More API may be added in the future, the planned ones are energy readings reset, factory reset with control button press-and-hold.
Client PC software
Being a REST server in nature, a power meter board may be accessed with any clients, Windows, Android, etc., like Embarcadero's REST debugger, Android RestClient, Restler.
Though I've decided to make a kind of project closure, developing a proof-of-concept PC client software, with minimal functionality, on start, at least.
To make codebase as reusabe as possible in potential future platform clients, I've used cross-platfrom Embarcadero's FMX framework for a UI, and a basic data model, as well as their non-visual cross-platofrm RTL classes to augment an application business logic functionality.
An initial functionality allows reading information, configuration, live data, query data range, delete and download power logs in selected date range. A downloaded data may be saved to, loaded from the local file in XML or binary format, and viewed on chart. Chart view allows a few options for specific data selection, zooming, panning, and scrolling through data array, and, finally browse values at specified time stamp.

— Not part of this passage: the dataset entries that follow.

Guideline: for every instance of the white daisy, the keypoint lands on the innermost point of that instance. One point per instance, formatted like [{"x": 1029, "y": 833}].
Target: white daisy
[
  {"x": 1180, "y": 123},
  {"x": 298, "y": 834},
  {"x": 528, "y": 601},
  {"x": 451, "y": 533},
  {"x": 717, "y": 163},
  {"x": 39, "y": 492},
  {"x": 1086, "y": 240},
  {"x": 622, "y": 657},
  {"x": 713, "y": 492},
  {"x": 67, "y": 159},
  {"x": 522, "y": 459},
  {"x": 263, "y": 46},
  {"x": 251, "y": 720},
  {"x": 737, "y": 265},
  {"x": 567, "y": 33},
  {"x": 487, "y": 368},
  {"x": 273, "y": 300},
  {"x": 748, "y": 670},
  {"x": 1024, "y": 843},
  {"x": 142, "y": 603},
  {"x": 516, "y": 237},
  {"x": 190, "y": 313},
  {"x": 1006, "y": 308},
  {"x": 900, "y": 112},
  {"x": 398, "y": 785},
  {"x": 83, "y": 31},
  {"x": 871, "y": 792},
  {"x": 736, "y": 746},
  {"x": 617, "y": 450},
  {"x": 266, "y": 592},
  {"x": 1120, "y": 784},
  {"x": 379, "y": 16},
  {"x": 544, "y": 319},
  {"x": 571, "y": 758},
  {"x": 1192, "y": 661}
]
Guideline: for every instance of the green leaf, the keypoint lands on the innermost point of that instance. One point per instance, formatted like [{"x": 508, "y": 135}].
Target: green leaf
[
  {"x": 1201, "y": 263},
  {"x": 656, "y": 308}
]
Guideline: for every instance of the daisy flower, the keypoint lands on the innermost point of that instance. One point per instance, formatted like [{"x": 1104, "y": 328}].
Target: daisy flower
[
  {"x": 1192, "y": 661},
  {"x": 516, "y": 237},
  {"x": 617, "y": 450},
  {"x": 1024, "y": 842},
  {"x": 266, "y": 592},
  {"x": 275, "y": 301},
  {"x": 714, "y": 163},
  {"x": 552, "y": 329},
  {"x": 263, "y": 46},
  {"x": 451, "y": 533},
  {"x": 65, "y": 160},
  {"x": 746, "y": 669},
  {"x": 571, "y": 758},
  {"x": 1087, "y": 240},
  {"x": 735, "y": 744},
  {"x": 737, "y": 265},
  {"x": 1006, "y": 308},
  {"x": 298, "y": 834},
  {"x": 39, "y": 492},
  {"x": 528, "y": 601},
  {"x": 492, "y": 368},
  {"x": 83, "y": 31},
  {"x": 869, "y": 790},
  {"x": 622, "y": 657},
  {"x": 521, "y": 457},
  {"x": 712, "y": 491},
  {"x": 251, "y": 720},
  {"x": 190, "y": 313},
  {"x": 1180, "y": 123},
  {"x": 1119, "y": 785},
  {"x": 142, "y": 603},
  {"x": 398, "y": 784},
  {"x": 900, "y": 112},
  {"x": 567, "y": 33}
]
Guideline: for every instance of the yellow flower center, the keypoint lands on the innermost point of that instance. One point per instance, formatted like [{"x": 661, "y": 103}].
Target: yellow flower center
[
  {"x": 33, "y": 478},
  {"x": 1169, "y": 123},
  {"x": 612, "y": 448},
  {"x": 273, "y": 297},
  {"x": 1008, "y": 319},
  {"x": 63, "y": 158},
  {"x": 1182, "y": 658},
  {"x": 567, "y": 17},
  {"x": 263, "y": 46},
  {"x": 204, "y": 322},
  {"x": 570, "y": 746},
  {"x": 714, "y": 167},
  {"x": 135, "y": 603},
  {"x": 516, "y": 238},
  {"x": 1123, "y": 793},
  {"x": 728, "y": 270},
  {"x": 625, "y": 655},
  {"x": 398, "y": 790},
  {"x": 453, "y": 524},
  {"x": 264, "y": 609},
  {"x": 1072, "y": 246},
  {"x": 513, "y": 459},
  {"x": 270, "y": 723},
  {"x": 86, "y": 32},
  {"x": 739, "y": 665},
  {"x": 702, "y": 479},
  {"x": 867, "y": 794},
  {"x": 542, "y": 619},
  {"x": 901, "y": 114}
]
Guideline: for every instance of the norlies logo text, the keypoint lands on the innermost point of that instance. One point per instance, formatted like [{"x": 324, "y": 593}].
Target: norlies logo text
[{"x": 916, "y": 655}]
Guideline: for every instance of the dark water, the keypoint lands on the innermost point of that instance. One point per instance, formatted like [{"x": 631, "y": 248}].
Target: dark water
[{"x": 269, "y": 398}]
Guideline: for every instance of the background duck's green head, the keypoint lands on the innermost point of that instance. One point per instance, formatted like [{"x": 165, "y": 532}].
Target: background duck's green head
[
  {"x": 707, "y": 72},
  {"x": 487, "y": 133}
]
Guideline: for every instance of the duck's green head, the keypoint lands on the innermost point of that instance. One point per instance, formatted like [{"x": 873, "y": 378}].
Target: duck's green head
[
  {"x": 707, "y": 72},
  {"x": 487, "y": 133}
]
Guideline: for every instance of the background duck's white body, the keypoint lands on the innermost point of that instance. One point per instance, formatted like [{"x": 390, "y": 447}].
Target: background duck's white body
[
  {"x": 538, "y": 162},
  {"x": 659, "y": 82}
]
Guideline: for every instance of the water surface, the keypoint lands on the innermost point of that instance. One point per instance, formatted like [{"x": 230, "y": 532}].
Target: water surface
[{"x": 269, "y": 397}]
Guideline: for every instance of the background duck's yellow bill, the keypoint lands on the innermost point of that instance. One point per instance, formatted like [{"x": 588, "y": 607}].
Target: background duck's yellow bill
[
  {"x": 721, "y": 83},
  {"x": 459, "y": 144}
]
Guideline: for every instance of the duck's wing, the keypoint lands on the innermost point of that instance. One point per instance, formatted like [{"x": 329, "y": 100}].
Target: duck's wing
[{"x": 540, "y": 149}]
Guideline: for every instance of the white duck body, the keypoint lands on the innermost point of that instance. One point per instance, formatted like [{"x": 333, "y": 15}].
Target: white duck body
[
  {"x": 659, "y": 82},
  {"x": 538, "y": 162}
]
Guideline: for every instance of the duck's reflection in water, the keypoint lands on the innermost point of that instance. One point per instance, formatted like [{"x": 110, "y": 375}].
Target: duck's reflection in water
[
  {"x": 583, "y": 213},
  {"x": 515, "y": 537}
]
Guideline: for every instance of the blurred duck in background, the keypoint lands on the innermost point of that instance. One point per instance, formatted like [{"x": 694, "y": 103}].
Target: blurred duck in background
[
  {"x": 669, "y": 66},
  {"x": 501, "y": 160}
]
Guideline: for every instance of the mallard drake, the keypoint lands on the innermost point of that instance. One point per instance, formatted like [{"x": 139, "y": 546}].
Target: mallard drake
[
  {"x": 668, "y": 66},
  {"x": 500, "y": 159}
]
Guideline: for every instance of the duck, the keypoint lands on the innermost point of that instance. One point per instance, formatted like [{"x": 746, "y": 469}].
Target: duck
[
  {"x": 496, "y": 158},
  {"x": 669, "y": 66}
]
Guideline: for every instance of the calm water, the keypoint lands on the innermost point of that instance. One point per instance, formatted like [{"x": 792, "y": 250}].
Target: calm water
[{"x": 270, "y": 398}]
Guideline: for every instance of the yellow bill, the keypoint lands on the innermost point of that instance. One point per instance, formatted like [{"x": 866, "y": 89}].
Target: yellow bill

An asynchronous REST IO utilizes Embarcadero's RTL threaded HTTP Client. Downloaded data are stored in in-memory table TFDMemTable. Chart component used, is great TChart component, namely, its TDBChart flavoiur, heavily tuned-up through custom helper objects.
The REST data IO is in JSON format. PC-side JSON parsing uses Embarcadero's RTL TJsonTextReader and TJSONIterator for parsing incoming data, backed with cutom JSON data tree model adapter for intermediated storage and input-output.
An installers for Win32 and Win64 platforms were created and compiled with well-known great InnoSetup engine, utilizing small parts of C++ project headers itself to provide consistent version information to generated setup binary through ISS preprocessor.